WASHINGTON — Sens.  Debbie Stabenow, D-Mich., chairman of the Senate Agriculture Committee, and John Boozman, R-Ark., the panel's ranking member, have scheduled a hearing on the collapse of FTX. 

The hearing, set for Dec. 1, is the third announced by Congress following the unwinding of the crypto exchange. The Senate Banking Committee and House Financial Services Committee have both said they will host hearings on the issue, scheduled for an undetermined date in December. 

The Senate Agriculture Committee will host Commodity Futures Trading Commission Chairman Rostin Behnam. 

U.S. Sen. Debbie Stabenow (D-Mich.)
Sen. Debbie Stabenow, D-Mich., who chairs the Senate Agriculture Committee, announced that the committee will hold an inquiry into the demise of cryptocurrency exchange FTX next month.

The hearings come after the collapse of trading platform FTX and the dramatic downfall of its CEO Sam Bankman-Fried, a major player in Washington conversations about crypto given his large donation portfolio, especially among Democrats. 

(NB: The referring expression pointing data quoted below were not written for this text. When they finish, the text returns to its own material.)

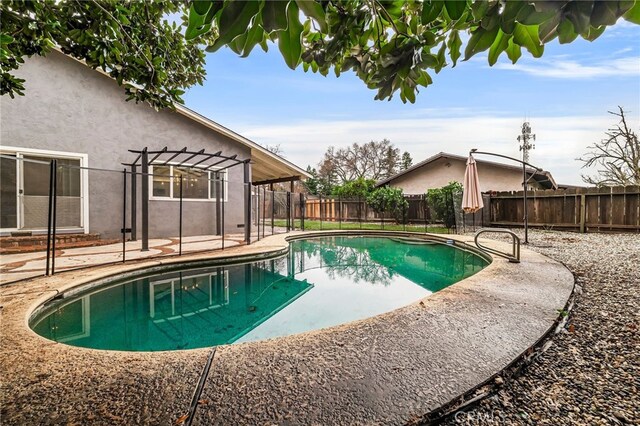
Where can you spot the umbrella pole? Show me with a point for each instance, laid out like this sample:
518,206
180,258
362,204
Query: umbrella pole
526,216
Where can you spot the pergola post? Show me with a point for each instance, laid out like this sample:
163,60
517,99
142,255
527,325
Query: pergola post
247,202
218,189
134,202
145,199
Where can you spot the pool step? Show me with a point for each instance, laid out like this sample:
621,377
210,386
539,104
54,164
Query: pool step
33,243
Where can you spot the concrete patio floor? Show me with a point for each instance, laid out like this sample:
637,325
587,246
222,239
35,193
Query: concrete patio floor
389,369
19,266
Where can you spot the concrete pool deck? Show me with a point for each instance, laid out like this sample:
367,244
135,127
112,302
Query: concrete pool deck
389,369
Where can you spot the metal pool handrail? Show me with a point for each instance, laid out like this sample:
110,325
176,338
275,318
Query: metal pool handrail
514,257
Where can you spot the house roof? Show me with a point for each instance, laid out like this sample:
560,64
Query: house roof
544,177
265,165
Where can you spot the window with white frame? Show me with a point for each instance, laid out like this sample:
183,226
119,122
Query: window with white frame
197,184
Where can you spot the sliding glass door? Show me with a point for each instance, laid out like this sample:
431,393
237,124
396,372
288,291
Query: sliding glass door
25,191
8,192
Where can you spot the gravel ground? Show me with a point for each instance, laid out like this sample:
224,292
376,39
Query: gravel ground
591,372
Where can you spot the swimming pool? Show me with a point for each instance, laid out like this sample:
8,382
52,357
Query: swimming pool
321,282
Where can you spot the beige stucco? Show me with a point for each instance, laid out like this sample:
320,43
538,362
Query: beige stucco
443,170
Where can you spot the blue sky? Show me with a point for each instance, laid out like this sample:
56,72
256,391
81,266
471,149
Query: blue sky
565,95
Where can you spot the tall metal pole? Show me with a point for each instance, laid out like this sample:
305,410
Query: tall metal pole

Stabenow and Boozman are also trying to salvage their bill to regulate crypto, which was backed by Bankman-Fried. It would have given the CFTC more responsibility for policing the two largest cryptocurrencies, bitcoin and ethereum. 

The legislation has not been withdrawn, but the senators are looking to revisit it because of the FTX collapse. 

"In light of these developments, we are taking a top-down look to ensure it establishes the necessary safeguards the digital commodities market desperately needs," Boozman previously said in a written statement.

The Stabenow-Boozman bill represents one of several factions when it comes to regulating cryptocurrency. After the downfall of FTX, these competing groups have doubled down on their visions of what oversight into digital assets should look like. 

Reps. Maxine Waters, D-Calif., and Patrick McHenry, R-N.C., are working on a bill that would regulate stablecoin issuers, while  Sens. Cynthia Lummis, R-Wyo., and Kirsten Gillibrand, D-N.Y., would make it easier for certain digital asset banks to get access to Federal Reserve accounts.

Bankman-Fried made two appearances before the Senate Agriculture Committee earlier this year. The Agriculture Committee oversees the Commodity Futures Trading Commission, which monitors crypto exchanges. FTX is registered and licensed with the CFTC and, until last Friday, it was seeking to register its subsidiary, LedgerX, as a derivatives clearing organization.